# Homework Help: Phy 111

1. Sep 10, 2008

### D4b34r5

1. The problem statement, all variables and given/known data
A stone is launched straight up by a slingshot. Its initial speed is 20.2 m/s and the stone is 1.40 m above the ground when launched. Assume g = 9.80 m/s2.

Aow high above the ground does the stone rise?
Bow much time elapses before the stone hits the ground?

2. Relevant equations
Y=Vit+ 1/2ayt2
vf2-vi2/ay=T

3. The attempt at a solution
I have tried the first formula with the time from the second and can't get the answer. I have tried everything I can think of and was even working with others at school to try and get this one. I have seen the other problem identical to this listed but I couldnt understand it. Please Help

Last edited: Sep 10, 2008
2. Sep 10, 2008

### LowlyPion

Welcome to PF.

I'm sure you meant this equation to be:
(vf2-vi2)/2ay=Y

Maybe that will be all you need?

ay = -g
Y + 1.4 = Ymax

Last edited: Sep 10, 2008
3. Sep 10, 2008

### D4b34r5

Thanks for the welcome. And yes I had that, I just input the equation wrong into the computer.

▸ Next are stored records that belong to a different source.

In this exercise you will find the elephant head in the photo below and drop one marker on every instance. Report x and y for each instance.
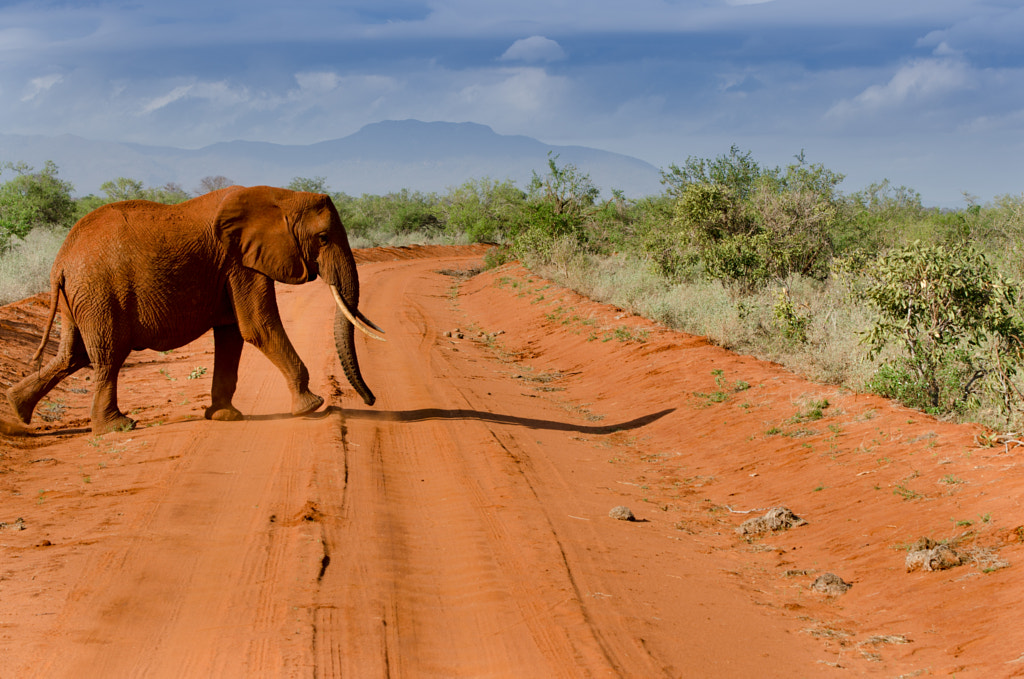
(293, 238)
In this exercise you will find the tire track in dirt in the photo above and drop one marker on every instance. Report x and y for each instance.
(209, 580)
(457, 528)
(459, 568)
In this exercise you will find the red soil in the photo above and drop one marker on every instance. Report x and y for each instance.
(460, 527)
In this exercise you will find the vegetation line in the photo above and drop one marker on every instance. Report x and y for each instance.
(870, 290)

When I go through and try an answer I have gotten 2.06 for the time it takes for it to stop rising which I would think i could just input into the formula to have it be some thing like y=1.40m+20.2m/s(2.06s)+1/2(-9.8m/s2)(2.06s)2. I end up getting 22 but I dont think that is the answer, it just doesnt make sense with it rising for 2 seconds with an initial velocity of 20m/s...

4. Sep 10, 2008

### LowlyPion

Use the equation I suggested first.

That's (02 - (20.3)2)/2(-9.8) = Y
where your final velocity is 0.